Ces informations qui circulent de façon très active appellent trois commentaires :
– la privation de démocratie interne dans les partis politiques accélère leur appauvrissement en nombre de militants. Ils sont aujourd'hui à des niveaux de militantisme quantitativement très faibles,
– les scrutins de listes dans de telles circonstances ouvrent des désignations qui échappent à toute rationalité dont la qualité des travaux effectués ou les compétences en fonction des dossiers à traiter,
– la fermeture de telles listes à des critères rationels ou à des membres de la société civile ne peut qu'ouvrir des choix d'abstention ou des votes "dissidents".

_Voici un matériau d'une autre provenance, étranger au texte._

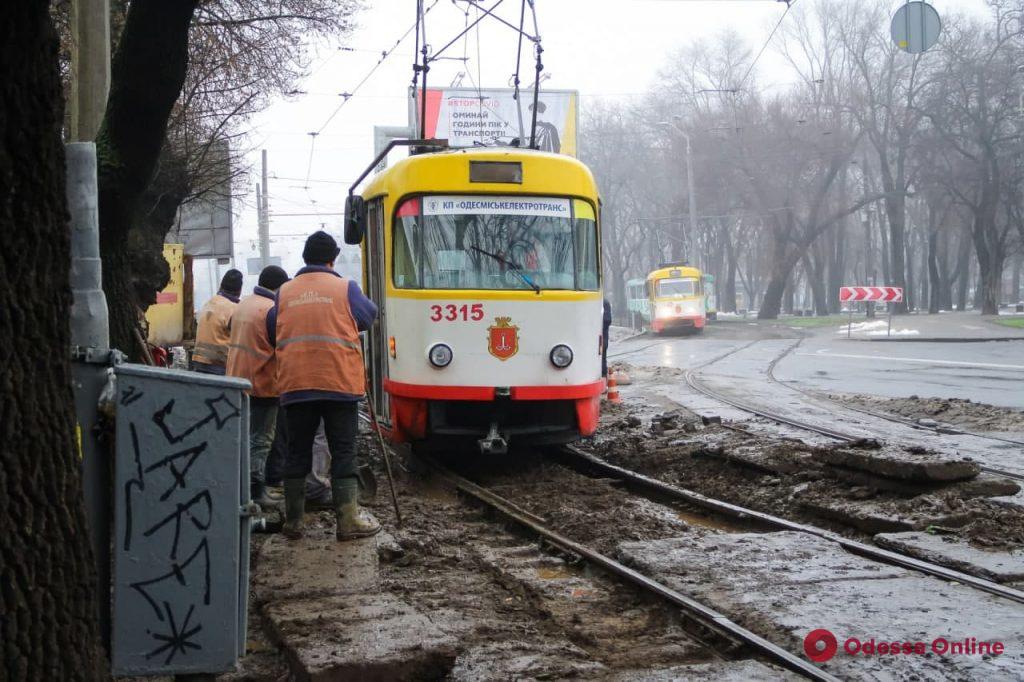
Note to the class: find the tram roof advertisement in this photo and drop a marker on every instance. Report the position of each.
(467, 117)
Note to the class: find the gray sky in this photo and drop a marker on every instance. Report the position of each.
(603, 48)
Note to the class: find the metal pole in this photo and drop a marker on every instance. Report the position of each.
(264, 220)
(90, 59)
(376, 426)
(91, 358)
(692, 242)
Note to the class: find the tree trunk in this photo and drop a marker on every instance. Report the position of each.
(146, 75)
(935, 288)
(781, 273)
(815, 279)
(50, 630)
(1015, 283)
(727, 293)
(837, 266)
(963, 275)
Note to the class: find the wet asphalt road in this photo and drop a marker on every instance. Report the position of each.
(990, 372)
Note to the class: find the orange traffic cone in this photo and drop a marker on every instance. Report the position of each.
(613, 390)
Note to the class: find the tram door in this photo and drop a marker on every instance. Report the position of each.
(376, 290)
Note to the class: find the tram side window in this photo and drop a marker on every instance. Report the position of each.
(434, 249)
(586, 254)
(407, 250)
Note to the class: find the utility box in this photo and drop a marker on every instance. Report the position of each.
(181, 522)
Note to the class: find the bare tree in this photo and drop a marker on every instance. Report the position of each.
(184, 76)
(50, 630)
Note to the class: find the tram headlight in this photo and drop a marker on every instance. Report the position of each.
(440, 355)
(561, 356)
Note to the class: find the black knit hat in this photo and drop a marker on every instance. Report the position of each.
(231, 283)
(272, 276)
(321, 249)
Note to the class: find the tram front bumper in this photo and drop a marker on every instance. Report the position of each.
(536, 414)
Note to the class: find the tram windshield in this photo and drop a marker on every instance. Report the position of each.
(496, 243)
(677, 287)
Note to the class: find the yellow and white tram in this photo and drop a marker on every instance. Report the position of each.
(486, 265)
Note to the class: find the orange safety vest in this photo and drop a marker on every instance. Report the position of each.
(317, 339)
(251, 355)
(212, 335)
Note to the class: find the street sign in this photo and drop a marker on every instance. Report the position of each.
(915, 27)
(883, 294)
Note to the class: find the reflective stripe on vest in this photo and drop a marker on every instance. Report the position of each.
(317, 339)
(251, 355)
(212, 335)
(321, 338)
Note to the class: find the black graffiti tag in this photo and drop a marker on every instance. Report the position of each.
(215, 406)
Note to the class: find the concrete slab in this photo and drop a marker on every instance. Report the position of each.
(316, 564)
(518, 661)
(915, 464)
(953, 552)
(360, 637)
(784, 585)
(322, 603)
(779, 460)
(863, 515)
(720, 671)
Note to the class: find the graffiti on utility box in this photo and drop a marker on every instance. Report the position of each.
(178, 551)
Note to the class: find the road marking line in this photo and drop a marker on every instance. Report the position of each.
(824, 352)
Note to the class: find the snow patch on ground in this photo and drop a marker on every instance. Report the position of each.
(876, 328)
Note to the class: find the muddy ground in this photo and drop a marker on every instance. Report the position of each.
(790, 478)
(518, 609)
(953, 412)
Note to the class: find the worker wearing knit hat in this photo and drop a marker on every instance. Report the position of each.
(321, 249)
(272, 276)
(252, 356)
(213, 329)
(318, 316)
(231, 283)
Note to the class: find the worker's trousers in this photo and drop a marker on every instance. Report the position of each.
(341, 426)
(262, 423)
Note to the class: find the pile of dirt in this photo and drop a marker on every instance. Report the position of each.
(516, 609)
(956, 412)
(801, 482)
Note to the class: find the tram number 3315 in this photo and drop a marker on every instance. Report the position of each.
(452, 312)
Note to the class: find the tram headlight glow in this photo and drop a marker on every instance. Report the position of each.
(561, 356)
(440, 355)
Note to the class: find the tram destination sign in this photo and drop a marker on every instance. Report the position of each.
(882, 294)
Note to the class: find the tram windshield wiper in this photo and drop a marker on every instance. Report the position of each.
(512, 265)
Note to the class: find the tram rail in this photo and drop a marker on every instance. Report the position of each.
(659, 491)
(697, 611)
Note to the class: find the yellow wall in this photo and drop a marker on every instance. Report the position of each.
(167, 314)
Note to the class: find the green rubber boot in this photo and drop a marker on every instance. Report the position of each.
(295, 507)
(352, 520)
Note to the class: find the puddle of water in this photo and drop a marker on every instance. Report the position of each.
(725, 525)
(433, 489)
(558, 572)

L'UMP Isère semble retourner à des pratiques qui avaient déjà gravement affecté les cantonales et les municipales de 2008 dans des conditions que chacun a pu juger par la suite et qui progressivement discréditent la fédération de ce mouvement qui, si elle consacre beaucoup d'énergie aux places, n'a toujours pas présenté le moindre projet de … programme.